Em meio a um cenário desigual, a CUFA usa o futebol para fornecer exercícios de cidadania à população periférica.

Em 2018, o Brasil foi alertado pela Unicef que seis em cada dez crianças viviam em situação precária. Desse alerta pode ser inferido que a menor parte dos jovens brasileiros vive em seguridade social, com nutrição, moradia e outras condições suficientes para a vida.

A desigualdade brasileira não fica apenas entre os jovens e inclui todo cenário social. Em dados isso significa, segundo o índice Gini, comumente usado para calcular a desigualdade e a distribuição de renda entre os países, o Brasil estar enquadrado entre os dez países mais desiguais do mundo.
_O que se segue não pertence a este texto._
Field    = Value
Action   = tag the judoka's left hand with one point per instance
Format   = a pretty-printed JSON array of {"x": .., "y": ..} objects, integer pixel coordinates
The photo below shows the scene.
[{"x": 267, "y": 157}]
Significa também, que até antes mesmo da pandemia, 1% da população mais rica já detinha quase um terço da renda total do país.
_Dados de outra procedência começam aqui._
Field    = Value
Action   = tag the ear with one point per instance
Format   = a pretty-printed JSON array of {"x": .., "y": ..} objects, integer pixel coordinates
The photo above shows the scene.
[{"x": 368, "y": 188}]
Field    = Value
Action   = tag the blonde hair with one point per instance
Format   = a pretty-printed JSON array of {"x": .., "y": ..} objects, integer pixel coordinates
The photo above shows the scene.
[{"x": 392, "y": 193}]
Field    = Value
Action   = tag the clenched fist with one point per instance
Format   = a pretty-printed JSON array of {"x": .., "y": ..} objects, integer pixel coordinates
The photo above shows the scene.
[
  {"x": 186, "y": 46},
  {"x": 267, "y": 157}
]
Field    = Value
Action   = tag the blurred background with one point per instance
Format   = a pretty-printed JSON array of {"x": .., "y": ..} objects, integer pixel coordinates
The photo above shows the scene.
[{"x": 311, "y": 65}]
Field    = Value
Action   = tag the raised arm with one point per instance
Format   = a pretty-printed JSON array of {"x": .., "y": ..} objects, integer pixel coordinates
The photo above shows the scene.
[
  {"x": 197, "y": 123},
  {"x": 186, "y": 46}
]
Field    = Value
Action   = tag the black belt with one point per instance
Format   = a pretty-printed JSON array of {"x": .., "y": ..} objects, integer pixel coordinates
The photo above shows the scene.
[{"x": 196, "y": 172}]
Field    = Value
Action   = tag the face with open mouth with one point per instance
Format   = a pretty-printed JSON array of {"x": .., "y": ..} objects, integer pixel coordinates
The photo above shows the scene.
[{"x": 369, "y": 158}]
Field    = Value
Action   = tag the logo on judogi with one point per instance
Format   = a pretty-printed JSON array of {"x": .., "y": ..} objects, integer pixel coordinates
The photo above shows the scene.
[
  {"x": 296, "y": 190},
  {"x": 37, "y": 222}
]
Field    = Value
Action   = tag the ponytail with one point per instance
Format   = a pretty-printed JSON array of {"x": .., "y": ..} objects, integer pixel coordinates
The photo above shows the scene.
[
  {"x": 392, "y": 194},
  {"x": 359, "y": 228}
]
A renda é um fator que delimita os direitos à assistência social e a exercícios de cidadania em uma sociedade capitalista. Isso vale até mesmo para a situação de moradia, na qual a parcela mais marginalizada tende a ocupar locais periféricos, onde em muitos casos nem mesmo o Estado consegue atuar.
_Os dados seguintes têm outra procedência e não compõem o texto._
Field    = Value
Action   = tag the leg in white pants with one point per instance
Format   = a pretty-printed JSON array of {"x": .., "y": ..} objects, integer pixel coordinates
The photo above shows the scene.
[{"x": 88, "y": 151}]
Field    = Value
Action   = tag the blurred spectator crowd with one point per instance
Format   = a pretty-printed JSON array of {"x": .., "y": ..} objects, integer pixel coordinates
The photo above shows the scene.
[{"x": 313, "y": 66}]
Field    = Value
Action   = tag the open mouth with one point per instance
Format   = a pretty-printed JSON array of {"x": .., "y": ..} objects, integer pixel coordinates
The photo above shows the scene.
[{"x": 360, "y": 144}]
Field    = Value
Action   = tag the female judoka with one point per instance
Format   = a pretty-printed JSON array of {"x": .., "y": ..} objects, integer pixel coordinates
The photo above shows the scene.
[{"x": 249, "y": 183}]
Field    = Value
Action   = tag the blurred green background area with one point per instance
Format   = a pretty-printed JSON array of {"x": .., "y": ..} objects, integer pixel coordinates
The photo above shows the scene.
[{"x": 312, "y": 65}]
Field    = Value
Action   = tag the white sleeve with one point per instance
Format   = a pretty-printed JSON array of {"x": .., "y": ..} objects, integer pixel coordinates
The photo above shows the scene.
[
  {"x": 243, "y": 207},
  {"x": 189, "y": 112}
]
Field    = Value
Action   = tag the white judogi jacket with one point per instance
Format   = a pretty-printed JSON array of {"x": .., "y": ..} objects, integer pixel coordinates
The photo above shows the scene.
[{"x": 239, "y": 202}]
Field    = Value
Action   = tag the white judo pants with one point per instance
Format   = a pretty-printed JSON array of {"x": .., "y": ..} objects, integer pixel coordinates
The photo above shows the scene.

A Central Única das Favelas (CUFA) surge como contraponto ao cenário problemático nacional. A CUFA é uma organização que presta uma ampla assistência periférica, com o intuito de oferecer à população marginalizadas atividades ligadas à educação, lazer, cultura e cidadania.

O trabalho social da organização abrange vários campos e a Taça das Favelas é um dos muitos projetos dessa instituição que usa o esporte como forma de prestar serviço à classe marginalizada. Tudo se resume em incluir a periferia ao resto da sociedade e ao menos trazer aos participantes um sentimento de cidadania e pertencimento.

A diretora executiva da CUFA, Elaine Caccavo, ambientaliza todo sentimento que a taça envolve a comunidade: “Para os moradores verem as suas favelas jogando a Taça é como assistir a uma Copa do Mundo. Sobretudo quando os jogos são transmitidos TV aberta. Para os jogadores nem se fala. Mas a Taça mobiliza a favela toda. Os moradores organizam carretas para irem aos jogos”.

[Imagem: Reprodução/@tacadasfavelassp]


A taça das favelas

O regulamento da Taça das Favelas pode variar de acordo com estado ou município. Na edição paulista, o torneio — até a última edição em 2019 — era realizado em duas etapas. Tudo começa no DIPE — dia da peneira — no qual há o recrutamento de alguns jovens aos times da comunidade. E acaba na competição com  jogos entre os times, disputados no formato de mata a mata.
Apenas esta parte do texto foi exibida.